Marta Rita Velazquez, 55enne, è stata accusata da un tribunale statunitense di spionaggio internazionale. Secondo i giudici la donna, impiegata presso l’Agenzia per lo Sviluppo Internazionale, lavorava al servizio dell’intelligence cubana: il uso incarico era consistito da un lato, nel trafugare e condividere con l’Avana documenti e informazioni segreti del Pentagono; dall’altro, nel far assumere un’altra spia cubana presso il dipartimento della Difesa americano.

Velazquez, laureata a Princeton e alla Georgetown University Law School, era stata accusata di cospirazione circa dieci anni fa: per questo, aveva deciso di trasferirsi in Svezia nel 2002, dove attualmente vive, sfruttando la mancanza di una clausola di spionaggio nel trattato di estradizione sottoscritto da Washington e Stoccolma. In questo modo, ha lamentato il portavoce del dipartimento della Giustizia Dean Boyd, evitò l’arresto, sebbene ‹‹lo spionaggio è considerato offesa politica, per questo ricade al di fuori dell’ambito del trattato di estradizione precedentemente firmato dalle due parti››. Intanto i funzionari svedesi hanno preferito non esprimere commenti sulla vicenda.

Come riporta il Washington Post, la presunta spia, nata a Puerto Rico, era stata addestrata nella perla delle Antille, dove era stata preparata, tra l’altro, nell’arte del camuffamento, nella realizzazione e utilizzo di documenti falsi, nella ricezione di istruzioni in codice emesse attraverso radio a onde corte.

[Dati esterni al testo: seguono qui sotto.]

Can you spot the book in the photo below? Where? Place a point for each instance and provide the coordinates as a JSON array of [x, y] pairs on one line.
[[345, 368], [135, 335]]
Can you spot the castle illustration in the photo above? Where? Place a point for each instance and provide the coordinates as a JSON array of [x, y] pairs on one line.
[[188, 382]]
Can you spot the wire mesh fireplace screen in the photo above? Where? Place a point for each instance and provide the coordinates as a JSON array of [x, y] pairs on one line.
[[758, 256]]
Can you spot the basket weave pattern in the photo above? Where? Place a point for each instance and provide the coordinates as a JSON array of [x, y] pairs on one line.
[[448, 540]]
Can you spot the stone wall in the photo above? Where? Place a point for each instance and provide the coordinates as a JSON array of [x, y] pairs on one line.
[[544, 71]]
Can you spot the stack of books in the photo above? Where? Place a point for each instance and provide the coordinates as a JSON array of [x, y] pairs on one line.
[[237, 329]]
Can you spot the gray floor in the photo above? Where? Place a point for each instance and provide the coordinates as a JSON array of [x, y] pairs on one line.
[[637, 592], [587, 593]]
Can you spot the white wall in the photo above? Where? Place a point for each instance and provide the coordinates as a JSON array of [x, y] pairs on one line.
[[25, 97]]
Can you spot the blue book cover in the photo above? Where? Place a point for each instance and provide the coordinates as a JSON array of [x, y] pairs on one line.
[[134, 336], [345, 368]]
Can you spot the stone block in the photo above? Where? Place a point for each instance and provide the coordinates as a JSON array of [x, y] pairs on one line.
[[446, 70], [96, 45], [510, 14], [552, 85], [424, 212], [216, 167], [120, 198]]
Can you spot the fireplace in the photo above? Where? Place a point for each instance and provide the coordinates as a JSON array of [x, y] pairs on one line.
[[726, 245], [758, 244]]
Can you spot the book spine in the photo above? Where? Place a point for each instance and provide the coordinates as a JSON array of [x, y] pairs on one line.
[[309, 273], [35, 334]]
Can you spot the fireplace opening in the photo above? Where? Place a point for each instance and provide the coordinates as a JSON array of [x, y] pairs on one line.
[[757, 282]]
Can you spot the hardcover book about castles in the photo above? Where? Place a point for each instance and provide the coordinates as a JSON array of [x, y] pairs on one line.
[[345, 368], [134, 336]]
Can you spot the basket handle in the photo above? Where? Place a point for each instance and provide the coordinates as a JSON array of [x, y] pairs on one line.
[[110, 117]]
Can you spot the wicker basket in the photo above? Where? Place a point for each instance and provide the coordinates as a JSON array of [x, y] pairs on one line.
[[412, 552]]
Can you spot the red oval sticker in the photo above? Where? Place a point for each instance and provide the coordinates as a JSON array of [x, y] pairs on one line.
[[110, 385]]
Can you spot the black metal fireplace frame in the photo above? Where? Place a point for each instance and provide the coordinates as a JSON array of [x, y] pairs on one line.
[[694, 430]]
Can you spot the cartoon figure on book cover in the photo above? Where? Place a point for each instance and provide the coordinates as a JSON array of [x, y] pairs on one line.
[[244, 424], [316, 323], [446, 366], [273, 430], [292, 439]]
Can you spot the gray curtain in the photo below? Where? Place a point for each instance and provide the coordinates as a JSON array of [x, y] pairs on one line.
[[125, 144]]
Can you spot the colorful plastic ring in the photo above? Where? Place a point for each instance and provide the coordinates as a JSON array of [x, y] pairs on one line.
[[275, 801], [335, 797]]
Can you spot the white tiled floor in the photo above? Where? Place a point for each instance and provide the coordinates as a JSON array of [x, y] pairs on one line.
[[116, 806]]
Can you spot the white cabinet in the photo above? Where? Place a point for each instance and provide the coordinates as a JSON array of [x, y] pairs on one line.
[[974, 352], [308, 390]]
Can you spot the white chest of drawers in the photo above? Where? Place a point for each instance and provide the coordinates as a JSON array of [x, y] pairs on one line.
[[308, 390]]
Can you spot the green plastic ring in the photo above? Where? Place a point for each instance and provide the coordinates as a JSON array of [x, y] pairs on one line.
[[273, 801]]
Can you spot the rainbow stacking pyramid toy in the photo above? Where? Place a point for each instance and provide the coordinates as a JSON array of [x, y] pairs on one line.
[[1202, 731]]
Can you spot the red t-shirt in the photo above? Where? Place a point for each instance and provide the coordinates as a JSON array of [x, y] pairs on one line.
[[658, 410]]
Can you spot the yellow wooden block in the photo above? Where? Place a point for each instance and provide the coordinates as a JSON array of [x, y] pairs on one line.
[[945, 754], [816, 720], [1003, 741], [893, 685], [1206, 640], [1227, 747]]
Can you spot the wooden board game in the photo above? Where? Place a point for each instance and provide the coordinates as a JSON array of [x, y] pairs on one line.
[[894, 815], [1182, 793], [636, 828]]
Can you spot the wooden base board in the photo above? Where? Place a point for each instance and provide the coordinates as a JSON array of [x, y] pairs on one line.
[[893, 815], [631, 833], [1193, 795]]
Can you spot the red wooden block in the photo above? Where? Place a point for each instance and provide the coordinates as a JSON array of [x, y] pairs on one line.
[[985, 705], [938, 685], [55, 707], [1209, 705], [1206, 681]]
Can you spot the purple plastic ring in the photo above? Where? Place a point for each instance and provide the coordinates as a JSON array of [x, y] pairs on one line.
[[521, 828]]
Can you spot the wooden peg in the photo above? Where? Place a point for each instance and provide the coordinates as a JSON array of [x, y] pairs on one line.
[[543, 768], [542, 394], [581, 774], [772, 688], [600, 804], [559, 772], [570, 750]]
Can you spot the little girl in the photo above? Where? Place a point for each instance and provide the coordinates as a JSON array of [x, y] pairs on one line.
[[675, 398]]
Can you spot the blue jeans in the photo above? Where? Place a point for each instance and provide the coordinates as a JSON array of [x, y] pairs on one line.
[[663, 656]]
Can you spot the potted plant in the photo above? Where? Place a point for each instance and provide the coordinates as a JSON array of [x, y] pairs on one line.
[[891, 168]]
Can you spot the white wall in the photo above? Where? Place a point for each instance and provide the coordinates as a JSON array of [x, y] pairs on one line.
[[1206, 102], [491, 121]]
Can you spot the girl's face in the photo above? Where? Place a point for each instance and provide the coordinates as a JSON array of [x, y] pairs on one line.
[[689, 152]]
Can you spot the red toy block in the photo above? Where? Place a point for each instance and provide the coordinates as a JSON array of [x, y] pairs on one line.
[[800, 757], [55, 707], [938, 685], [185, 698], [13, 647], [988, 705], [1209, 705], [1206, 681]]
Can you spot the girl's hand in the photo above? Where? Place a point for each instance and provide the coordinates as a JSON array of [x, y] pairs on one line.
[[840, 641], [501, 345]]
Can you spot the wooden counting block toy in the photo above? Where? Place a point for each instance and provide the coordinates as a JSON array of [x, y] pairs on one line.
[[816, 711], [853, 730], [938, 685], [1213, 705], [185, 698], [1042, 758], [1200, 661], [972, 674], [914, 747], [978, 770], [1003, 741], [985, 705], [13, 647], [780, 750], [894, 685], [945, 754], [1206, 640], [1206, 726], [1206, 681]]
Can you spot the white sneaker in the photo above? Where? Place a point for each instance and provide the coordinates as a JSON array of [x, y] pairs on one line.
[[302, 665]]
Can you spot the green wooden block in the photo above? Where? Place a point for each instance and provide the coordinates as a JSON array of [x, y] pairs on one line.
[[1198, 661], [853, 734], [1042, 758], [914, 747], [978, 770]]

SPY STORY. Secondo fonti vicine all’FBI, la situazione della Velazquez era nota già dal 2002, quando Ana Belen Montes, ex analista del dipartimento della Difesa, aveva confessato la propria collaborazione per l’intelligence dell’Avana, durata 17 anni. La Montes, che sta scontando una pena di 25 anni di prigione, ha raccontato di aver conosciuto Velazquez mentre frequentavano la Johns Hopkins University School of Advanced International Studies negli anni ottanta. La convergenza di opinioni negli affari internazionali fu subito evidente: in particolare, entrambe erano feroci critiche dellapolitica estera reaganiana in America latina, soprattutto della condotta assunta dal Dipartimento di Stato in Nicaragua, dove si sostenevano gli sforzi della guerriglia contras atti ad esautorare il regime comunista sandinista di Managua.

La linearità di pensiero finì, in breve, per rafforzare la loro amicizia. Al punto che, secondo il pubblico ministero, fu proprio Velazquez ad avvicinare la collega universitaria ai servizi segreti cubani di stanza a New York; ad accompagnarla sull’isola per l’addestramento di routine; e infine ad aiutarla nell’ottenere un lavoro presso il dipartimento della Difesa, all’interno dell’agenzia di intelligence dove, godendo di un’autorizzazione di accesso a file segreti, avrebbe potuto operare al servizio del suo vero governo da una posizione privilegiata.

La Corte ha affermato che ‹‹a partire dal 1983 Velazquez ha operato, di concerto con gli agenti dell’Avana, al fine di trasmettere informazioni confidenziali sulla difesa nazionale statunitense a favore di Cuba››. Qualora i capi d’imputazione dovessero essere riconosciuti, potrebbe essere condannata all’ergastolo.